I'm no sci-fi buff but I'm so glad I picked this one up. The level of sci-fictionality is just about right - sufficient to justify the technology required but in no sense fanciful. Basically it's a fairly straightforward killer chase enlivened with three-dimensional characters with real emotions and, of course, the compulsive Dr Westfield. Filmicly I thought Blade Runner. Fictionally I was put in mind of Stephen King's Bachman books.
MacBride-without-the-B's latest book is out. Birthdays for the Dead is another stand-alone novel, contemporary this time and set, at least partially, in Aberdeen, but without McRae and the other regulars. It's a must-read for me.
Friday, 14 September 2012
Shatter the Bones - Stuart MacBride
This is the seventh in the Logan McRae series, featuring an Aberdonian detective sergeant. Joining the series so late I find all the continuing characters fully rounded and full of interesting idiosyncracies - Logan's relationship to his DI's baby daughter, for instance.

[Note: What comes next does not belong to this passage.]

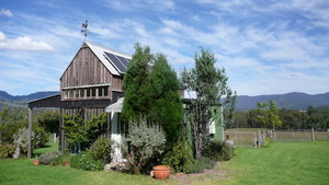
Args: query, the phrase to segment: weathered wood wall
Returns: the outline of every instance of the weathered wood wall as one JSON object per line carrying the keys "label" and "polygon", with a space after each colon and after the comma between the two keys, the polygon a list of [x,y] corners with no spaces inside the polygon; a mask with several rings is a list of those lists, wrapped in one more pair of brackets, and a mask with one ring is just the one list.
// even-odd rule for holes
{"label": "weathered wood wall", "polygon": [[60,78],[60,88],[104,84],[112,74],[89,47],[80,48]]}
{"label": "weathered wood wall", "polygon": [[[61,120],[59,123],[59,148],[64,149],[68,147],[67,143],[67,138],[65,137],[65,123],[64,123],[64,115],[75,115],[75,114],[80,114],[82,118],[84,119],[86,123],[90,120],[93,116],[99,116],[103,113],[105,113],[104,108],[101,107],[93,107],[93,108],[61,108]],[[111,135],[111,115],[107,114],[107,120],[105,124],[102,125],[101,128],[101,135],[100,137],[110,137]]]}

At heart, though, it's a police procedural and as fine an example of Tartan Noir as you're ever likely to meet.
Reality show infant prodigy Jenny and her fame-seeking mother have been kidnapped. The Grampian Police have no clues to go on and no suspects. They have to do it the hard way. Then there's drug-dealing Shuggie and his girlfriend, skanky Tanya. Shuggie is being pursued by debt collectors with unusual enforcement techniques, and Tanya gets herself kidnapped but nobody cares. The papers are all full of guff about pretty Jen and pretty Alison, except for one newshound who scents a stitch-up.
Great plot, very 2012 in its themes, with just enough Aberdonian wisecracks to flavour the prose. A crime writer to follow.